This has probably been asked before though I am not quite sure how to describe it in order ot actually find it in searches!
I have a big stack of Excel files with roughly the same column template (I can deal with that) but the dat starts on different rows. Some of them have a single blank row before the headers and some of them have a blank row and a merged row (which I am not interested in keeping) first.
The question is: is there a good way to consolidate Excel spreadsheets from one folder if the headers are on slightly different rows? Perhaps a variable to force it to only read a given row down to the end? Thanks for the input in advance
If you know in advance at which row to start reading the Excel data, then it is possible to configure it based on the value in a variable. Otherwise, you would need to do two readings, one to gather where to start reading (just for that), and a second one to do the right reading of your Excel file based on the right row starting.
Please let us know which of the two scenarios is yours to help you further. Uploading here one of your Excel files to play with and eventually provide a solution would be much appreciated
Thanks, I’ve actually almost got it! I used your idea of doing two reads to find the row numbers and using variables there. The only trouble which remains is the column structure is different. Normally, this is not a problem, but the option “Fail if specs differ” is checked and greyed out so I cannot uncheck it like I normally do! Any hints on what I could do there?
Normally, I would just uncheck that and I could end up with extra columns I can just handle further down the line.
Glad the idea seems to work. Concerning the checked option “Fail if specs differ”, I have never faced this problem.
Maybe you could try using a new fresh -Excel Reader- node from the node depository to uncheck it first before you set any variable dependency and then, once it is unchecked, you could set up the variable dependency as expected. Would this work ? Otherwise, please reach out again and we will try other options from there.

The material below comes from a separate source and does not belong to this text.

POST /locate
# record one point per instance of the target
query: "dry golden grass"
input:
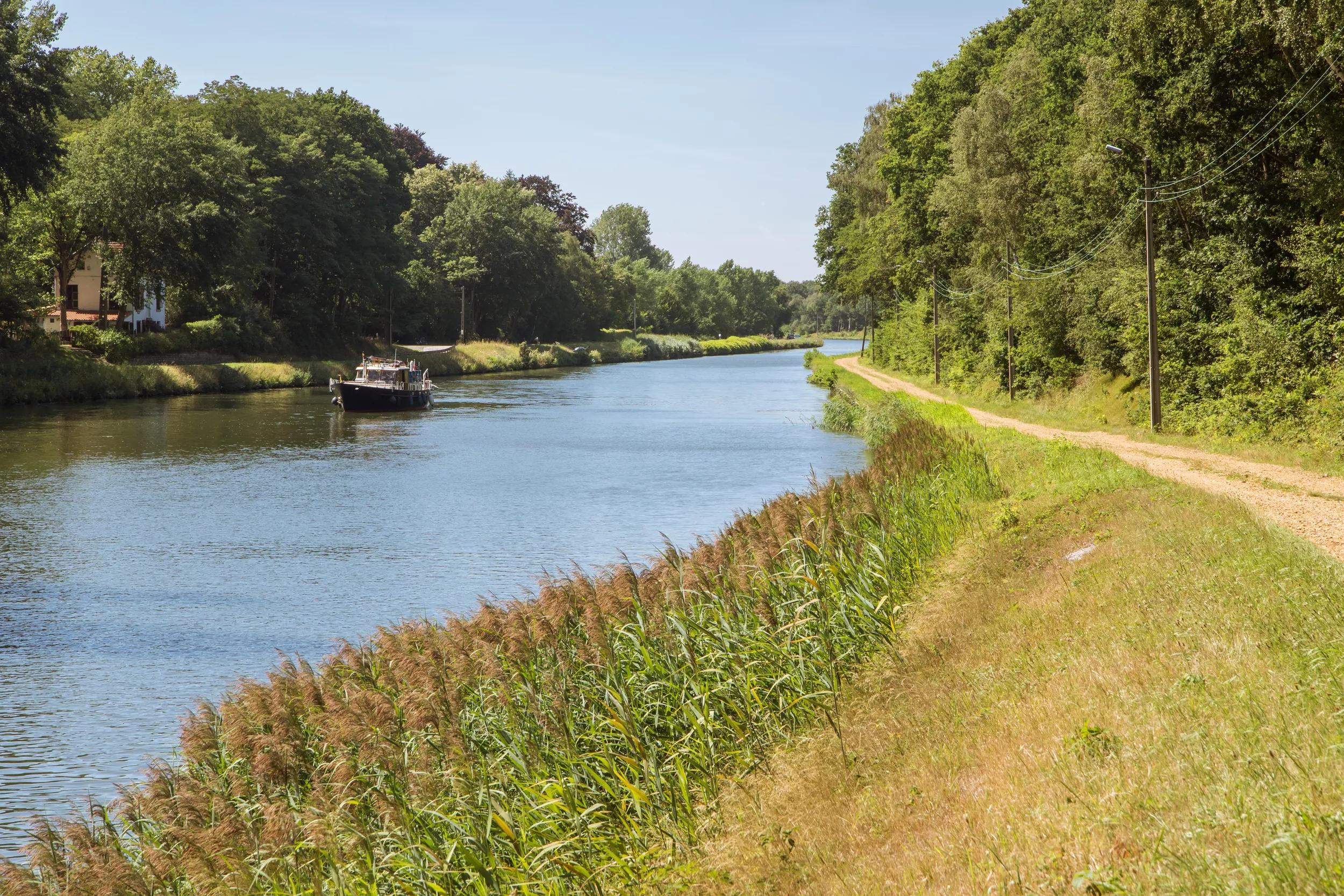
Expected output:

I think I have figured out the reason. Because I am reading each individual file path rather than the files in folder (so I can evaluate where the extra rows are in each file), the option is not available.
It makes perfect sense
Maybe it would be better to refer to files individually to avoid this problem. For this, you can use the -List Files/Folders- node beforehand to set with the exact Excel file name the variable that you are using.
Thanks for your post and links to these two different solutions. Just a couple of thoughts about both solutions in your links.
@takbb solution is implementing the idea I mentioned in my previous post. I believe it is a really nice solution since it is ready to use “off-the-shell”. However, one needs to be careful to make sure that it detects and fits the correct format of your own Excel file.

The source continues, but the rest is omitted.